Song by Chotzi Foley, Faith Dane, Maria Karnilova, Milton Rosenstock, and the cast of Gypsy

from the album Gypsy
- Released: 1959
- Genre: Show tune
- Length: 4:03
- Songwriter(s): Jule Styne; Stephen Sondheim;

= You Gotta Get a Gimmick (song) =

1959 song from the musical Gypsy

"You Gotta Get a Gimmick", also known as "You Gotta Have a Gimmick", is a song from the 1959 musical Gypsy, with music by Jule Styne and lyrics by Stephen Sondheim.
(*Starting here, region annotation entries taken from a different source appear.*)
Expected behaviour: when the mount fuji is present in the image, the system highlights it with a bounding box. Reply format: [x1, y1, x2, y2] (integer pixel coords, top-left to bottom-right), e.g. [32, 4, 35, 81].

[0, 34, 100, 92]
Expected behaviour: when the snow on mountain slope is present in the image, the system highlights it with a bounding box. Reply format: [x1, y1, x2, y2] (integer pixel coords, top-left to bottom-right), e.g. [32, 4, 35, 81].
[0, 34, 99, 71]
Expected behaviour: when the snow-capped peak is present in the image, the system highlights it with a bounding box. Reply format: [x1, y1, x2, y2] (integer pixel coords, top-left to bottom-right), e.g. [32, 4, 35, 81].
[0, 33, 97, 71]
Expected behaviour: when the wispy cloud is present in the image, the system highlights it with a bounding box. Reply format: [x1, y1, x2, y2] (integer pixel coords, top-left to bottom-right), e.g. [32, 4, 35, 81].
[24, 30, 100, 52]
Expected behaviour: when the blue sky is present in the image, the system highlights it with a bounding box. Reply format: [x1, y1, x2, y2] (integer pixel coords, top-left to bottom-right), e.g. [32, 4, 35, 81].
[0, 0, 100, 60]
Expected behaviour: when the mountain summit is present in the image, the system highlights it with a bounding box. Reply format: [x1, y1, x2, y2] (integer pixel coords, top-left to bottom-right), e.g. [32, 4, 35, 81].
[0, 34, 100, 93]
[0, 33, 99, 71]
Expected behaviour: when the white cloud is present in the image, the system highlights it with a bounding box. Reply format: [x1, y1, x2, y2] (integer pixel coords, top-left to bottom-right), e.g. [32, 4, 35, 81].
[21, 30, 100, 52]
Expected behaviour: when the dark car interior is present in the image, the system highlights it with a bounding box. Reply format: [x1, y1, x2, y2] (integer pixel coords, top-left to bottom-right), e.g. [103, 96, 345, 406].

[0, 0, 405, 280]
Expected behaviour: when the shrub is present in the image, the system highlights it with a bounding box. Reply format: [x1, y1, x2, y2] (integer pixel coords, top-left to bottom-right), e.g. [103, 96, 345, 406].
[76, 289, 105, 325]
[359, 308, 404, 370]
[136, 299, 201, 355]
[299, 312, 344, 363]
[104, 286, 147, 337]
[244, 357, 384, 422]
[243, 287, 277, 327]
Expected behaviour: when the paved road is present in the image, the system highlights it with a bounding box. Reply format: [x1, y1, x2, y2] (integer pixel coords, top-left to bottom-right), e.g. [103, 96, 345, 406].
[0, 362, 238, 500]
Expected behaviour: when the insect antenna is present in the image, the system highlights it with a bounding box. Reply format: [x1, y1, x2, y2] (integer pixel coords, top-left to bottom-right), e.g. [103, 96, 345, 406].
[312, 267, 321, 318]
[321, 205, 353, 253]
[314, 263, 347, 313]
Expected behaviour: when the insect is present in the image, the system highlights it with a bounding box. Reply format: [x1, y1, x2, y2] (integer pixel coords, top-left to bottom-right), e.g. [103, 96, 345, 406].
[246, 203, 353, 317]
The 1959 rendition of the song was sung by Chotzi Foley, Faith Dane, Maria Karnilova and Milton Rosenstock.

==Synopsis==
TheaterMania describes the song plot as a "threesome of hilariously costumed veteran burlesque dancers...who teach Louise the ropes of stripping."

==Critical reception==
New City Stage describes it as "endearingly bawdy." Time Out Chicago said the song is "this production’s hands-down highlight...in which three burlesque vets pull out all the stops." Stage and Cinema wrote the song was performed by the "show-stopping, scene-stealing...Tessie Tura, Mazeppa and Electra, the stripper specialists in 'You Gotta Get a Gimmick,'" adding, "It's the ultimate tribute to Darwinian adaptation, the secret of showbiz survival and even success." CurtainUp said the song is "show-stopping" and "outrageously funny." TheaterMania called the song "scene-stealing." NipperTown described it as a "novelty song." The Spokesman-Review named it a "showstopper."